UN BOUDDHA, PLUSIEURS TRADITIONS
Né en Inde, dans la vallée du Gange entre le VIe et le IVe siècle av. J.-C., le bouddhisme s’est répandu dans toute l’Asie. Selon deux voies : terrestre au nord, correspondant à la “route de la soie”; maritime au sud.
Il est présent aujourd’hui sous trois formes principales:
- Le Theravada est implanté dans les pays du Sud-Est asiatique (Sri Lanka, Birmanie, Thaïlande, Laos, Cambodge et Sud-Vietnam). Il correspond au bouddhisme originel, appelé par dérision Hinayana (“Petit Véhicule”)
- Le Mahayana (“Grand Véhicule”) est présent en Chine, au Japon, en Corée, au Vietnam et à Taïwan et plus communément appelé Chan en Chine et Zen au Japon.
- Le Vajrayana (“Véhicule de diamant”) s’est répandu au Tibet, en Mongolie et dans les pays himalayens. C’est le prolongement du Mahayana. Il désigne le bouddhisme tibétain (ou bouddhisme tantrique) empreint de magie et de surnaturel.
Le Bouddha atteint l’éveil à Uruvelā. Il se rend ensuite à Isipatana près de Varanasi, pour instruire ses cinq anciens compagnons avec le Sermon de Bénares. Il y passe la mousson et 50 de ses disciples deviennent éveillés. Il retourne ensuite à Uruvelā, où il gagne 1000 disciples, puis se rend à Rājagaha, où le roi Bimbisāra lui fait don du premier ermitage. Il se rend ensuite à Kapilavatthu, sa ville natale, sur l’invitation de sa famille. Son fils Rahula et Ananda, son ecuyer de toujours deviennent moines. Il est ensuite invité à Sāvatthī par le riche Anathapiṇḍika, qui lui fait don du célèbre l’ermitage du bois de Jeta.

Le Bouddha envoya ses disciples répandre son enseignement. Dès le IIIe siècle av. J.-C., l’empereur Ashoka lança des moines hors de l’Inde. Religion missionnaire et universelle à la différence du judaïsme ou de l’hindouisme, le bouddhisme n’est pas lié à l’histoire d’un peuple, le bouddhisme n’a cependant jamais, contrairement au christianisme et à l’islam, disposé de forces armées pour accompagner ses adeptes. Après avoir conquis une grande partie de l’Inde, c’est donc en suivant les voies commerciales, terrestres ou maritimes, qu’il s’est diffusé vers l’est.

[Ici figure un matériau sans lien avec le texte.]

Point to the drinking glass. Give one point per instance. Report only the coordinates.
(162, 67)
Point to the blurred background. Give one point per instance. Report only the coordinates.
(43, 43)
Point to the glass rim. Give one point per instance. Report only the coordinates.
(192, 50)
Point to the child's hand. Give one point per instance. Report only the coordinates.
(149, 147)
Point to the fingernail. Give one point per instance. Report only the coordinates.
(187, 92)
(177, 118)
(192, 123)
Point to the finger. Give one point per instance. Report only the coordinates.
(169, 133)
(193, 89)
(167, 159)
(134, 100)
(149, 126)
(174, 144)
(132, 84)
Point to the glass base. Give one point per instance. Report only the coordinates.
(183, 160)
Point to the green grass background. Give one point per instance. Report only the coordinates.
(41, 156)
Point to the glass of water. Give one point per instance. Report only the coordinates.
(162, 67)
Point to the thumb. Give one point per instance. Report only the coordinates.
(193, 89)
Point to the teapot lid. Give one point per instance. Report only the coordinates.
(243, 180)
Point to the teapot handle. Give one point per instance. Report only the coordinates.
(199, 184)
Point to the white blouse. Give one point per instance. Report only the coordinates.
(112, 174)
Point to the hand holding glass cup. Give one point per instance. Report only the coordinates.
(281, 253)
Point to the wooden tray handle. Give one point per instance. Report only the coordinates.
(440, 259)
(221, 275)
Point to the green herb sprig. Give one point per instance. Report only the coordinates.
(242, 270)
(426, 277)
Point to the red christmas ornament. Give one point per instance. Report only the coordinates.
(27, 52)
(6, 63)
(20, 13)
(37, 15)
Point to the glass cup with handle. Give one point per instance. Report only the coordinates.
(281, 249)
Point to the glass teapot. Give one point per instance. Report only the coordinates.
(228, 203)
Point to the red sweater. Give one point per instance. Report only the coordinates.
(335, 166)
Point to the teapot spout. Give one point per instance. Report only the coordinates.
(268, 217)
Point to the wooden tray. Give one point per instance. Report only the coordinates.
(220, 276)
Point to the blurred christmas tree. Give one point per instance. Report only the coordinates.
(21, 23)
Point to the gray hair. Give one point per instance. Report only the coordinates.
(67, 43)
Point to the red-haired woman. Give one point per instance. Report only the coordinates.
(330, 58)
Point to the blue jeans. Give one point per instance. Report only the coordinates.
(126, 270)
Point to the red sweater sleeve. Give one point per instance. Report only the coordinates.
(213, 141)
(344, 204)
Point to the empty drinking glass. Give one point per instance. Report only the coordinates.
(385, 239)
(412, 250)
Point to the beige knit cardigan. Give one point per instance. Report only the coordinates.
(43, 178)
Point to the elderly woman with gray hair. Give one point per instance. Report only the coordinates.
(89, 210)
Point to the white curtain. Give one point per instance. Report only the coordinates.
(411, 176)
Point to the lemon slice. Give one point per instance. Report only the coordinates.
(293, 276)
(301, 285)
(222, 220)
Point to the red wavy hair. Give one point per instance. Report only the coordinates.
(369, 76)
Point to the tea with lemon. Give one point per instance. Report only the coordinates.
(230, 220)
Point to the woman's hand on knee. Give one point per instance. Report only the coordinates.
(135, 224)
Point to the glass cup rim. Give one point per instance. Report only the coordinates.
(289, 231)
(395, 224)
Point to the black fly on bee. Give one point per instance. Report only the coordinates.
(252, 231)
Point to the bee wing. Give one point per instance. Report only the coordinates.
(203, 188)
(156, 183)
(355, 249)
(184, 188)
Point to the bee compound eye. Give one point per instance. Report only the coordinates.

La « voie du Nord », passant par le Cachemire et la haute vallée de l’Indus, a emprunté la « route de la soie », un réseau de pistes contournant l’Himalaya par le Nord du Tibet et aboutissant à Pékin. Cette voie fut celle du Mahâyâna qui, à partir du IIe siècle ap. J.-C., pénétra en Chine d’où il gagnera la Corée et le Japon au VIe siècle.
La « voie du Sud », passant par le golfe du Bengale et la mer de Chine, était celle de navigateurs qui, depuis le début de l’ère chrétienne, maîtrisaient les vents de mousson et reliaient l’Inde de l’Est à l’Indochine et à la Chine. Elle servit à la diffusion du Mahâyâna comme du Theravâda , mais seul ce dernier put s’implanter durablement, en raison des préférences des monarques qui s’appuyaient sur son clergé pour conforter leur pouvoir.
A l’inverse, vers l’ouest, le bouddhisme a été arrêté par la résistance de la religion iranienne. Les sites bouddhiques antiques les plus occidentaux se situent donc en Afghanistan.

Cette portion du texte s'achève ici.